В свое время в статье “Когда поднялся железный занавес”, опубликованной незадолго до августовского путча, я обвинила эмигрантов третьей волны в том, что им чужда Россия и что они не слишком хотят успеха реформам, которые могут лишить их миссии представительствовать от имени “порабощенного народа”, — статья была во многом навеяна позицией Солженицына. Отпор последовал незамедлительно — в чем только меня не обвиняли.
О собственных выступлениях на “Радио Свобода” или публикациях в “Русской мысли” не могло быть и речи.

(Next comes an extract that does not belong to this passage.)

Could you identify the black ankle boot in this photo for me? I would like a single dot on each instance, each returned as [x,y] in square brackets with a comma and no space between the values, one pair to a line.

Но поразило меня как раз не это, а то, сколько людей в среде Третьей эмиграции высказали статье поддержку.
И первый — редактор “Континента” Владимир Максимов.
Сегодня я бы поостереглась выдвигать такое обвинение, распространяя ощущение от общения с несколькими людьми на весь пласт очень пестрой эмиграции.
Солженицын имел полное право написать статью “Наши плюралисты” — виртуозный образец яростной полемики. Ее откровенные передержки нисколько не отменяют ее блеска. Но биограф Солженицына все же не должен смотреть на эмиграцию суженными глазами, уничижительно именуя всех числительным “третьи” и не пытаясь увидеть, насколько различны люди, помещенные Солженицыным в одну корзину.